Il rappresentante della Cgil, Cosimo Nenna, il rappresentante della Cisl, Loredana Di Nunno e il rappresentante della UIL, Vincenzo Cognetti chiedono il presidio ospedaliero unico Trani – Bisceglie, ma con la suddivisione in polo chirurgico, che dovrebbe toccare a Trani, viste le sale operatorie e la ristrutturazione dei reparti, e un polo medico, che dovrebbe essere a Bisceglie. La divisione razionalizzerebbe meglio il personale e donerebbe la stessa dignità ai cittadini tranesi e biscegliesi.

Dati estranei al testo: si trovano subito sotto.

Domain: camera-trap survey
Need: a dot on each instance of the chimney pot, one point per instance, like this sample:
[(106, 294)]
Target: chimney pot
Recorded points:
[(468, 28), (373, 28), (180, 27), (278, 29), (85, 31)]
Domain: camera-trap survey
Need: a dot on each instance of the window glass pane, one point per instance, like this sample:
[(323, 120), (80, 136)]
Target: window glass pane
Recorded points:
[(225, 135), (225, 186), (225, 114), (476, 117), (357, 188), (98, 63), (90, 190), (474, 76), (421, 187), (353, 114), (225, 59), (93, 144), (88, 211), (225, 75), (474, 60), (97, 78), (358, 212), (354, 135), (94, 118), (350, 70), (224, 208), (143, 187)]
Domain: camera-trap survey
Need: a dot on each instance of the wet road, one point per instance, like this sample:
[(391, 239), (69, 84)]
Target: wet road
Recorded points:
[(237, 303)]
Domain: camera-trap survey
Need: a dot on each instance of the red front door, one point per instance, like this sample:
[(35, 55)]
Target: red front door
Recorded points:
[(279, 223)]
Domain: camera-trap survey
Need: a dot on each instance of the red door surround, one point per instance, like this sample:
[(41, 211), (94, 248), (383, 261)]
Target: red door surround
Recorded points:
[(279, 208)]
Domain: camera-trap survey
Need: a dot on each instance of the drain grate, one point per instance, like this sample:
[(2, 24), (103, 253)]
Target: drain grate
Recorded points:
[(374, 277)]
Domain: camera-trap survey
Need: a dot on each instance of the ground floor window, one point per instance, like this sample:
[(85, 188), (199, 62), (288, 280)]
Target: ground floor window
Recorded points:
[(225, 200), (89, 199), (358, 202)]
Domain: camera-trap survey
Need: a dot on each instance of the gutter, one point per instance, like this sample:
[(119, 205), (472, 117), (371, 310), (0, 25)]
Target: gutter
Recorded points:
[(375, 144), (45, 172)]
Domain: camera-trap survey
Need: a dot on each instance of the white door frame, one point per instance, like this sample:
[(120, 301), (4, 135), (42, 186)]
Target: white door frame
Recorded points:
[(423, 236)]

I responsabili sindacali aziendali ricordano che di fatto quello di Trani e Bisceglie è un unico ospedale, perché c’è un unico dirigente e i primari dei reparti, come chirurgia e medicina, sono unici. Ma in una delibera di giunta comunale di maggio si è decretato che Trani diventerà un plesso dell’ospedale di Bisceglie.
Inoltre, i responsabili sindacali chiedono ai cittadini di Trani di dimostrare il proprio senso di appartenenza e legame alla città. Per dimostrarlo, i cittadini possono andare mercoledì 27 giugno a Bari, presso il palazzo della regione, dove si terrà il consiglio regionale e chiedere al presidente Nichi Vendola di essere ascoltati e non penalizzati. Si dichiarano, anche, disponibili ad un confronto con i cinque assessori regionali.
Nel caso in cui non arrivi nessuna risposta, i sindacati continueranno a lottare.